Nar opens with a swirl of smoke. This is where the training of Ms. El Masri shines brightly. Many independent perfumers when they add a smoke effect it comes off like sitting next to a campfire when the wind shifts in your direction. This is a smoke accord of diffusion. The first time it calls out, the woody herbal-ness of coriander responds. The second call finds a clean woody riposte of cedar and guaiac. The final iteration finds a warm amber complementing the cooling embers. It is the kind of simple construction which belies its complexity because of Ms. El Masri’s skill.
For Mare the inspiration is one of the most famous Arabic singers Fairuz. She is also a favorite of Ms.
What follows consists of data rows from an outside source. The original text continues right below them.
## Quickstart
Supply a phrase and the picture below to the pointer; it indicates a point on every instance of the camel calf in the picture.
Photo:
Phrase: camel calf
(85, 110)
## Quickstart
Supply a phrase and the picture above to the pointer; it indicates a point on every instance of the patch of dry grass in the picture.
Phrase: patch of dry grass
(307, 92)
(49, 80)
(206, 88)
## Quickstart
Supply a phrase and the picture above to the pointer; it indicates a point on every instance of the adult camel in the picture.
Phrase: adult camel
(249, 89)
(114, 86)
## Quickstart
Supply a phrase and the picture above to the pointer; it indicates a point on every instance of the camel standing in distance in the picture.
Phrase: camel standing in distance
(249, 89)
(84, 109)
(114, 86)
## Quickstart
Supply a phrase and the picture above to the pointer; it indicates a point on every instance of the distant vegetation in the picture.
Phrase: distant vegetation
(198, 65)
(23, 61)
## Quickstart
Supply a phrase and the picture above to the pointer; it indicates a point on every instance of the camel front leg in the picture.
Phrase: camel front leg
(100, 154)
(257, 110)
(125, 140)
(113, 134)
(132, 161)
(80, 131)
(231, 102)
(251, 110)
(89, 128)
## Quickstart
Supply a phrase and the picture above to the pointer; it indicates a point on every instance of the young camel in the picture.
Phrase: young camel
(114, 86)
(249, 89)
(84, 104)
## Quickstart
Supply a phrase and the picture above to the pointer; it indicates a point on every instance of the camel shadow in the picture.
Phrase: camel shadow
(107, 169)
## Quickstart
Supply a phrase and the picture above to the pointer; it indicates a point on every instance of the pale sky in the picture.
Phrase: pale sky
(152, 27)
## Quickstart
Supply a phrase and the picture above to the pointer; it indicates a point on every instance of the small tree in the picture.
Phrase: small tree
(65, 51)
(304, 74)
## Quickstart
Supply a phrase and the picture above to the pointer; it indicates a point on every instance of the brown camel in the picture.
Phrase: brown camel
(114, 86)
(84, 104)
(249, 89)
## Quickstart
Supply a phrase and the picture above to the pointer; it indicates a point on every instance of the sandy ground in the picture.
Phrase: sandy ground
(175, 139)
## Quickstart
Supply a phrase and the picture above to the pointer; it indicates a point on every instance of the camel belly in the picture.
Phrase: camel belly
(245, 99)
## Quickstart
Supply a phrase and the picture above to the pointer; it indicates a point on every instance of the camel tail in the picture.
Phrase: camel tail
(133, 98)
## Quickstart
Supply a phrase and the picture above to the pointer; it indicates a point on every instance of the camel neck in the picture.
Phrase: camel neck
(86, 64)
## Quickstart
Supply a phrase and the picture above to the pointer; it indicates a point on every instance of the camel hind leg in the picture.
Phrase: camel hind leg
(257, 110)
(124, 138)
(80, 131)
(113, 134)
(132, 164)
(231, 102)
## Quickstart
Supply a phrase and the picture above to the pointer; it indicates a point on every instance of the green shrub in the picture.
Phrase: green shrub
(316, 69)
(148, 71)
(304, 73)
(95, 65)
El Masri’s father. The song is Shayef El Bahr Shoo Kbeer (See the Sea). It refers to the strand in Beirut, Lebanion. This is an oceanside which has mountains running right up to the beach. It is still a Mediterranean style of perfume just one from the Arabic side of the Sea.
Mare opens with a classic Mediterranean accord of lemon and neroli. To this she sends a strong sea accord breeze. This is where it is different. It is more expansive as the sea breeze rides up the nearby slopes to curl back down with a bit of chilliness. The other touch of the Beirut mise-en-scene is the licorice booziness of the Lebanese ouzo analog, Arak. It provides a tiny bit of bite to the airiness of the top accord. Fig returns Mare to a more traditional Mediterranean construction before finishing with the cedar tree in the center of the Lebanese flag.
Both perfumes have 10-12 hour longevity and average sillage.
One of the beautiful things about independent perfumery is it allows each artist to explore their influences. Ms. El Masri is emblematic of that. For Nar and Mare she allows us to experience Arabic perfume not Oriental.
Disclosure: This review is based on samples provided by Jazmin Sarai.